I had the opportunity to meet with one of my college mentees not long ago. For the sake of this article, we’ll call her Zoe. Zoe was back for winter break from one of the UC campuses in Southern California, having just completed the Fall term of her second year of a Computer Science and Communications double major. Here in Silicon Valley, when I meet my mentees in person, I usually like going to breakfast at little restaurant in Menlo Park. That way we have time catch up with all that's going on in college, the coming term and their future plans. After discussing the fall term, we started reviewing Zoe’s plans for the winter and spring terms, I asked about her plans are for the summer. She said that she was going to take the summer off and try to find a job as a clerk in one of the Malls in the Valley. I thought it was great she was taking some time off, but why not apply for an internship at companies she might have an interest in working for when she graduated. Zoe (shockingly) had never heard of internships geared toward college students. Of the professors she had, none had ever mentioned them.
The Ins and Outs
So I told her: Many internships geared toward college students (both graduate and undergraduate) are designed to let the company to try out the student, and the student to try out the company. In many businesses, you're paid as a regular employee, complete with benefits though an introductory wage. In some cases, the company may provide a lodging allowance if you're temporarily relocating for the summer. Many internships last for two to four months during the summer, and some companies extend the internship on a part-time basis after that, provided there's a good fit and a need. If the intern does well and the hiring managers think she'd make a good regular employee, they may make an offer of full employment on the condition that the student graduates. One of the biggest problems that many new college graduates have who have not
participated in internship programs is when they graduate and leave college they have a hard time finding that first job. The fact of the matter is that most employers are looking for experienced employees. Just going to college doesn't give you experience. If your degree is in computer science and your only experience is as a store clerk, you don't have what they're looking for. It’s a chicken-and-egg paradox: You need experience in order to get hired, but it's hard to get hired without experience. Internships at companies help solve this problem. However, you need to take the initiative and apply for these internship opportunities. They don't just appear like magic.
How to Get Them
Internships at companies are jobs–introductory jobs, but buts nonetheless. Like any job, you have to apply for them and have to interview for them. So yes, you do need a resume and you do need to be able to communicate during the process. How do you find out which companies are offering internships? There are several ways. Check with:
- The department head for your major (like the head of computer science at your schoole).
- Your college counselor.
- Your college’s employment counseling center.

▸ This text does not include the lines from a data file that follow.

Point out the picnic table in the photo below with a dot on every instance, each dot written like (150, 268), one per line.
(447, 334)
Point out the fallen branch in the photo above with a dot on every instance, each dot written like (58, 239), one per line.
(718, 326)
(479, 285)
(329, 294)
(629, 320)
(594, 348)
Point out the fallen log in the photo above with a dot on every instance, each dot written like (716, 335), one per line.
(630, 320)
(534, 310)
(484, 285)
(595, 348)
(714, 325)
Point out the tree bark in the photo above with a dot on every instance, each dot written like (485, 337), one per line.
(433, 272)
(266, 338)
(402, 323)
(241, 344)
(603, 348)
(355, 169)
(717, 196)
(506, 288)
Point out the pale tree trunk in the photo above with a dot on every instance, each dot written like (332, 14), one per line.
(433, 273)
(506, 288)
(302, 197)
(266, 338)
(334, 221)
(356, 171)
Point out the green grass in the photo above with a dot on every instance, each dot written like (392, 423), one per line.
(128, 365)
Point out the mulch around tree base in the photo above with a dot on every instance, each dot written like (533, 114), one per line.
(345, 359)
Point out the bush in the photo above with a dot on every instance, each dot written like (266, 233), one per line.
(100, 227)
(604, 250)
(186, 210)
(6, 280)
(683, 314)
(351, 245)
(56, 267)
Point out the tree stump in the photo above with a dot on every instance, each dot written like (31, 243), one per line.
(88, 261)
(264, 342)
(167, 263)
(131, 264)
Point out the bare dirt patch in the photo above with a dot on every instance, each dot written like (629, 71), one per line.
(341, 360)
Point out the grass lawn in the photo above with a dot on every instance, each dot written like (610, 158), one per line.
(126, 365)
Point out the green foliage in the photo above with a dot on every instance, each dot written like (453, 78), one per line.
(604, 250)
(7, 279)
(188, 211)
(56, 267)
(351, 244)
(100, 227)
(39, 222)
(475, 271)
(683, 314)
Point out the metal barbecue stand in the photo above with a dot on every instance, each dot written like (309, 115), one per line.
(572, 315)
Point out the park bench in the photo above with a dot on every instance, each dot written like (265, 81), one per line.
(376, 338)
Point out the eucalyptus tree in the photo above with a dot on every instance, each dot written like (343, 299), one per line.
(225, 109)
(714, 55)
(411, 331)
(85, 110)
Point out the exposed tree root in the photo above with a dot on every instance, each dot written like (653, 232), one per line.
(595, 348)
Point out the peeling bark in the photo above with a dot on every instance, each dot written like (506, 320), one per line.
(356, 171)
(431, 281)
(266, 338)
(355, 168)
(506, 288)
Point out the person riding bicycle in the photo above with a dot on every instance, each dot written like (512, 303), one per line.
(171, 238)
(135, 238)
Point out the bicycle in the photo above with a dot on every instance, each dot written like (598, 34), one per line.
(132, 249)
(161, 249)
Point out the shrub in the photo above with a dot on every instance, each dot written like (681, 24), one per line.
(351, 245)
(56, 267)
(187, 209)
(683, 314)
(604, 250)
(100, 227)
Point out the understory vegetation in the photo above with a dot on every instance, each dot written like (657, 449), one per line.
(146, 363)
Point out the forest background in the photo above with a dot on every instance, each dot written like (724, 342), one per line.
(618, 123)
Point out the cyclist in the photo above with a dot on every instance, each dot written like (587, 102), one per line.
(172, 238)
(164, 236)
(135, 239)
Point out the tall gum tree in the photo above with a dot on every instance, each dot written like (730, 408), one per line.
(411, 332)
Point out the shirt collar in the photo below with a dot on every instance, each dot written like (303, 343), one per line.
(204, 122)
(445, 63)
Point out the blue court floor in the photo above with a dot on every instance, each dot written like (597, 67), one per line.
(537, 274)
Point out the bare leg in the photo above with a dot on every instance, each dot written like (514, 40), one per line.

- Your college alumni relations office.
- Dice, or the websites of companies you'd like to work for. Do a keyword search for “intern,”
Several other good online sources of college internships are Internship Programs.com
, Dream Careers
, and College Recruiter Connection
. Quite often these sources allow the prospective intern to browse by employer, field, date and location. Companies start the call for internships in late December with recruiting for internships starting in January to mid March. Most internships start in May and end in August or September. In the end, I recommended to Zoe that she create a resume and start her search for a summer internship now. I also told her not to limit her search to public companies, but to include the various agencies of the federal and state governments as well. So are you a college student? If so, think about getting that experience you'll need for the job you'll apply for when you graduate. Consider internships--but don't wait.